Vertraute von Mohammed Mursi haben Details über seine letzten Stunden als Präsident Ägyptens berichtet. Es ergibt sich das Bild eines isolierten Mannes, der verbohrt an der Macht festhielt und so zur Eskalation beitrug, schreibt "Spiegel Online" am Freitag.

Augenzeugenbericht über Mursis letzte Stunden als Präsident
Der Präsident leistete keinen Widerstand. Still ließ Mohammed Mursi sich festnehmen und abführen, still stieg er in das wartende Armeefahrzeug, das ihn an einen unbekannten Ort brachte. Seine letzten Stunden als Staatsoberhaupt Ägyptens hatte er zuvor im Kreise seiner Familie und einiger enger Freunde verbracht: Sie hatten sich in der Kaserne der Präsidentengarde verschanzt, wollten dort dem sich abzeichnenden Militärputsch trotzen. Spätestens als seine Garde am Mittwochnachmittag desertierte und den Präsidenten ungeschützt zurückließ, war den Anwesenden klar, dass ihre Zeit abgelaufen war.

Allein Mursi soll sich bis zum Schluss ungebrochen, gar trotzig gegeben haben, erfuhr die Nachrichtenagentur Associated Press (AP) aus Quellen innerhalb der Muslimbrüder und des Militärs. Ob das stimmt, oder ob die Brüder nun eifrig versuchen, eine ihnen nützliche Version der Ereignisse in Umlauf zu bringen, ist nicht zu überprüfen. Es ist durchaus denkbar, dass sie bewusst an einer Märtyrerlegende stricken.

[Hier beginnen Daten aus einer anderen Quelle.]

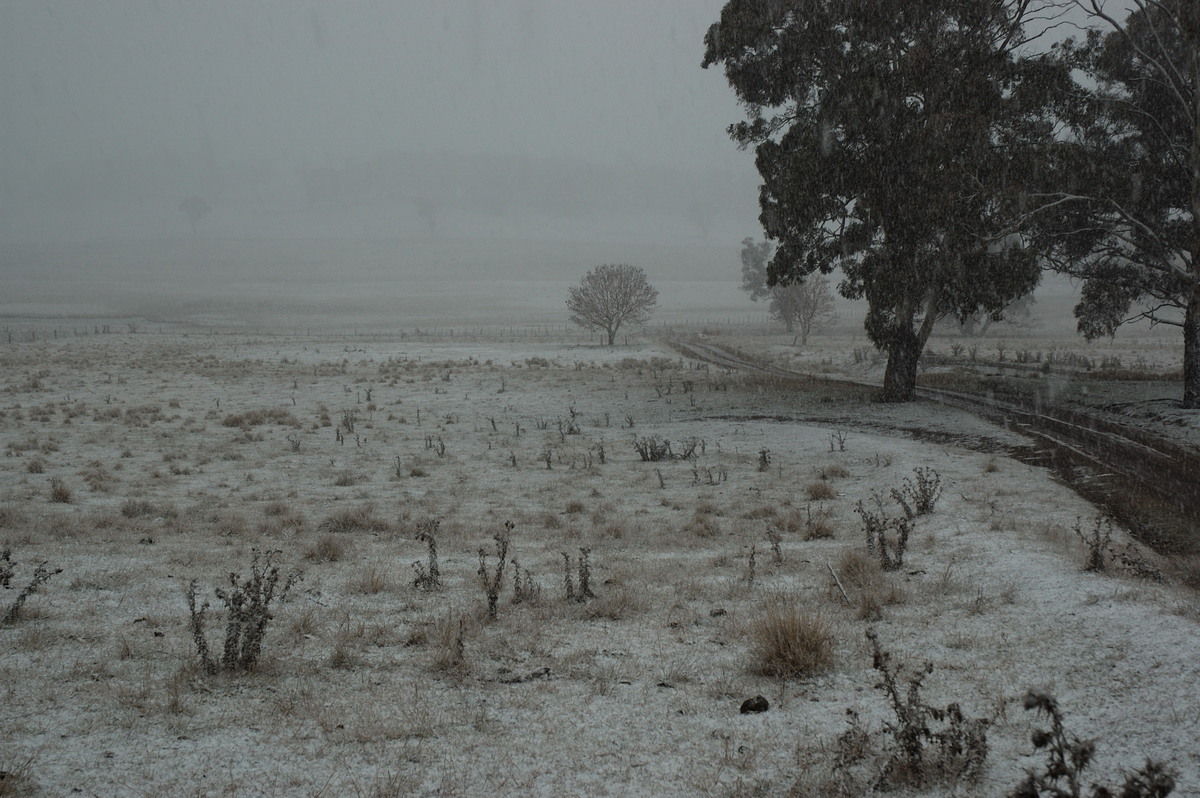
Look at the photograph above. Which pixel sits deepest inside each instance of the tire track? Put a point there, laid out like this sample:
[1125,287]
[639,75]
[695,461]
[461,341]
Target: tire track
[1147,481]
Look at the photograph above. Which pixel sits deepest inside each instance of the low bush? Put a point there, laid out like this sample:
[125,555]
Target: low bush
[249,613]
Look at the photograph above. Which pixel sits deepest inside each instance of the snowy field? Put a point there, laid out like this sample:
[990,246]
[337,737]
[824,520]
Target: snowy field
[138,462]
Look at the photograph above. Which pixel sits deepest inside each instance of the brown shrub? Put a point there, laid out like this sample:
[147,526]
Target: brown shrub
[820,491]
[786,641]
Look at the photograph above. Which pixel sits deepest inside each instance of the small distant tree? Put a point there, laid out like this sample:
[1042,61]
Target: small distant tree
[611,295]
[802,306]
[196,209]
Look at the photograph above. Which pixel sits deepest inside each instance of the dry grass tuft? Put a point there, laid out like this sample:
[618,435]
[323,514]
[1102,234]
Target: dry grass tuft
[327,549]
[790,642]
[820,491]
[360,519]
[369,581]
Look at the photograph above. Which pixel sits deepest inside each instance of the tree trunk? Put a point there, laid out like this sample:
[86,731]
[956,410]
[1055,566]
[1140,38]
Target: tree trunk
[900,377]
[1192,315]
[1192,351]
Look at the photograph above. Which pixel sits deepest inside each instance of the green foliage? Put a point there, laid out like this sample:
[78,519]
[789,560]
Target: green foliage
[1123,216]
[893,147]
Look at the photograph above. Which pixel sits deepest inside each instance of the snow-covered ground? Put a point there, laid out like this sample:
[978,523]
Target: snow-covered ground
[637,691]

Mursi-Anhänger marschieren zu TV-Zentrale in Kairo
Hunderte islamistische Anhänger des vom Militär abgesetzten ägyptischen Präsidenten Mohammed Mursi sind am Freitag abend zur nationalen Fernsehzentrale am Ufer des Nils im Zentrum Kairos marschiert. Sie überquerten eine Brücke und näherten sich dem Tahrir-Platz, wo sich die Gegner Mursis versammelt haben. Die Armee kündigte an, die gegnerischen Demonstranten voneinander fern zu halten.